I was beginning to feel tired of working so hard to winkle their secrets out of them, especially since an answer always gave rise to another ten questions. “So on Halloween last year you conjured up a demon, for fun,” I said, summing up the results to date. “According to a game that you found in an old book, with instructions saying one of the players must be a virgin. But because your virgin turned out not to be a virgin anymore, you need a substitute player. And for some reason or other, that’s why you picked me.”

But I knew the reason: it was because I’d landed right in front of them during that dream on Monday night.

“Assuming you are still a virgin,” confirmed Jasper.

“Yes, I get that bit. What I don’t get, apart from just how the game works, is why you don’t stop playing it. Simple.”

“No, it’s not simple at all. That’s why.” Jasper leaned forward and went on, lowering his voice, “We did try, but you see, you can’t make a pact with a demon and then just wriggle out of it.”

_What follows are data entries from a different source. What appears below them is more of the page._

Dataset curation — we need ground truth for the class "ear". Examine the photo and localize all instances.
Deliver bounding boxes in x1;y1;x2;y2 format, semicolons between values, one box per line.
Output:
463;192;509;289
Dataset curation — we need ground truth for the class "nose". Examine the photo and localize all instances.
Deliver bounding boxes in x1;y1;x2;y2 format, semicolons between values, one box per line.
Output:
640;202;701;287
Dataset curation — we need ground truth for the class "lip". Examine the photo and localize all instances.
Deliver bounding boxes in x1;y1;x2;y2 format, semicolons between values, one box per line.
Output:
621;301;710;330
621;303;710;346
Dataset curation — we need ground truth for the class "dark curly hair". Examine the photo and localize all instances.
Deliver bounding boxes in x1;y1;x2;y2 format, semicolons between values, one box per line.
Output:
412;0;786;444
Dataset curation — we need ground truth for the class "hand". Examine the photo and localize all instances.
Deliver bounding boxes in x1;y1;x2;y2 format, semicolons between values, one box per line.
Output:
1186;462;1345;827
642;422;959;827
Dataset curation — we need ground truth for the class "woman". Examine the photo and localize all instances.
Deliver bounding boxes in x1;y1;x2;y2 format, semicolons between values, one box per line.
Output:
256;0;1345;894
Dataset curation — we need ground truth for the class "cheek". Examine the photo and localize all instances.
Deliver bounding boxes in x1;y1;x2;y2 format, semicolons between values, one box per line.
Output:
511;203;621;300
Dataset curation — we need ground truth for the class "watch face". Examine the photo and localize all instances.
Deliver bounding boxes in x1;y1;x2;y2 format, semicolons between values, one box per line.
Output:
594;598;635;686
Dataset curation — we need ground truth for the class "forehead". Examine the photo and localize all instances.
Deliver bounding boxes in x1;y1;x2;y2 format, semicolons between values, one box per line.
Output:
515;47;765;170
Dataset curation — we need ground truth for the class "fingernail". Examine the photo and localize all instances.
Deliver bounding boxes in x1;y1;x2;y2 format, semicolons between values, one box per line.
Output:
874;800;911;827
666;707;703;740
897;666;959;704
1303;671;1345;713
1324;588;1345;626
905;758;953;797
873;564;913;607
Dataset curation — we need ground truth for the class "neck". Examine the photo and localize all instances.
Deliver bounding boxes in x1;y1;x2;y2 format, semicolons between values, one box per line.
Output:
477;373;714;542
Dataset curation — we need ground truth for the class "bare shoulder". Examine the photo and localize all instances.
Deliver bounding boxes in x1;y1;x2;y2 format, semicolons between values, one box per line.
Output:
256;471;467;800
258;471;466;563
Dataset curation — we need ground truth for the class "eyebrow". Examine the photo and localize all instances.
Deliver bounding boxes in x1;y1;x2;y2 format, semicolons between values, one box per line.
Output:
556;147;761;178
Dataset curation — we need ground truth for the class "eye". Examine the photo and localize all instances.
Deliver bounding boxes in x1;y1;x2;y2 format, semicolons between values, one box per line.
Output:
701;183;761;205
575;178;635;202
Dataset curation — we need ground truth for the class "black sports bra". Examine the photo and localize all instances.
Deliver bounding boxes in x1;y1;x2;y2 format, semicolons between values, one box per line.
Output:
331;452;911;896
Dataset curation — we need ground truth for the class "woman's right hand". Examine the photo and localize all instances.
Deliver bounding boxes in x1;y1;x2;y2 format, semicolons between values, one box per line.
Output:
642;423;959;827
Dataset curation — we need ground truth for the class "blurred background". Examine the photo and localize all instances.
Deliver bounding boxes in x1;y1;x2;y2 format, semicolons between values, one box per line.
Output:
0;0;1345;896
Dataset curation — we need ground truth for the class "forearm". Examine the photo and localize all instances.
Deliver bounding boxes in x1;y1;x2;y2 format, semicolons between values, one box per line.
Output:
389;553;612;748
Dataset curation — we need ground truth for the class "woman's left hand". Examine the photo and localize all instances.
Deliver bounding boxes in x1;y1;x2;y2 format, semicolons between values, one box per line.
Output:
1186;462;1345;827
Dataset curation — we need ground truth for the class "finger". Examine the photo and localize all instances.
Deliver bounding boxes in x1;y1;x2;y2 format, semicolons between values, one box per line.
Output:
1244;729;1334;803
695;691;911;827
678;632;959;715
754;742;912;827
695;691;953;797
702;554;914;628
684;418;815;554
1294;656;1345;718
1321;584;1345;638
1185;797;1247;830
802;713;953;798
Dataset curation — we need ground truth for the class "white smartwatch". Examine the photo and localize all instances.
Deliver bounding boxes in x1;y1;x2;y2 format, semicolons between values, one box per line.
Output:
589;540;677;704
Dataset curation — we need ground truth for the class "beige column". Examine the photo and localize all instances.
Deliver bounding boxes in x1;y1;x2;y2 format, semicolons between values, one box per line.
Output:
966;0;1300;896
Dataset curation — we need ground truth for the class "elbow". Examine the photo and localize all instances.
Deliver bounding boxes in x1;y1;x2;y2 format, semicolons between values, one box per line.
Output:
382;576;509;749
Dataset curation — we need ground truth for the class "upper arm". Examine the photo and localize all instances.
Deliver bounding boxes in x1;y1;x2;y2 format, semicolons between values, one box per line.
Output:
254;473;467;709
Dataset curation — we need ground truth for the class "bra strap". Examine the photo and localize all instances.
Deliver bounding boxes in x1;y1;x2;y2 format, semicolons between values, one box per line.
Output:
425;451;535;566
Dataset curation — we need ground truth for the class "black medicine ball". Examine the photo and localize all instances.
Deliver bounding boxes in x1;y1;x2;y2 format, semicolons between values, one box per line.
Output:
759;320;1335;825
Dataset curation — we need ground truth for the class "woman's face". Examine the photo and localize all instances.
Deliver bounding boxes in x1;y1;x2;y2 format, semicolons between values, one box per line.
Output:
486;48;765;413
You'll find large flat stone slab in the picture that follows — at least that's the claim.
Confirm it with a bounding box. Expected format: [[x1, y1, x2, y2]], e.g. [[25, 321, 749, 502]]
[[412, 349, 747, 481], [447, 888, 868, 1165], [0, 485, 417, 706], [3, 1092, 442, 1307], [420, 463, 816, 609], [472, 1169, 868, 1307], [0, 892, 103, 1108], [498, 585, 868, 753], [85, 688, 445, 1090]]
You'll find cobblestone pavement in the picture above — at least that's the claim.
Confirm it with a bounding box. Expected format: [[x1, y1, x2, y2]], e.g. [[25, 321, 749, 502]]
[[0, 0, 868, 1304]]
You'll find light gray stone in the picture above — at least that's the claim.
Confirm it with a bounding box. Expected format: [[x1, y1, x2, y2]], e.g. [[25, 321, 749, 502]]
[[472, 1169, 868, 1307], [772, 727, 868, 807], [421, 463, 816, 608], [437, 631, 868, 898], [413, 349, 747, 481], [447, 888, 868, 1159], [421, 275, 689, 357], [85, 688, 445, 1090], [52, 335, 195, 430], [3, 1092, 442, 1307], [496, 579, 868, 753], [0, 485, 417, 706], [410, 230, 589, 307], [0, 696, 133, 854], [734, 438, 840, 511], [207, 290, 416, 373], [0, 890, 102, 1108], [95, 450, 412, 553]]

“I see. Of course you can’t,” I replied in my best psychotherapist’s voice, looking inquiringly at Henry. For a moment I felt as if I were back in Highgate Cemetery. Henry suspected that they hadn’t been dreaming of me, they’d been dreaming with me, I was fairly sure of that—but the way it looked, he hadn’t shared his suspicions with the others. Apart, maybe, from Grayson, who kept on asking for his sweater back.

I tried to phrase my next question in such a way that they’d be forced to give me more information. “But what, exactly, did this demon do to you? Looks like you really believe in it, right?”

Once again, all I got was silence. Silly mistake. I ought to have refrained from asking that second question. I sighed. I wasn’t about to get any further this way.

“Okay,” I said, to cut the whole thing short.

“Okay?” Jasper wasn’t the only one to give me an inquiring glance.

I took a deep breath and looked all around at them. “Okay, I’ll do it. I’ll take over for Anabel in your game, but only if you answer all my questions, and believe me, I have a whole lot of them.”

The moment I’d said that, the atmosphere in the room was entirely different. They suddenly all began talking at once.

“Do you mean you really are still a virgin?” cried Jasper. “I knew it! An ugly pair of glasses like that must be good for something!”

Arthur put the gin bottle down, stood up, and said solemnly, “Liv Silver, you’ve saved our lives! And I promise to answer all your questions as well as I can.” He laughed. “Oh, I’d just love to give you a hug—only, if I do that, I bet Grayson will land a punch on me.”

Grayson did indeed look as if he’d like to hit Arthur. “You don’t know what you’re doing,” he said, adding something else, but it was lost in all the noise his friends were making.

Only Henry said nothing. He just looked at me and shook his head almost imperceptibly. Then he smiled.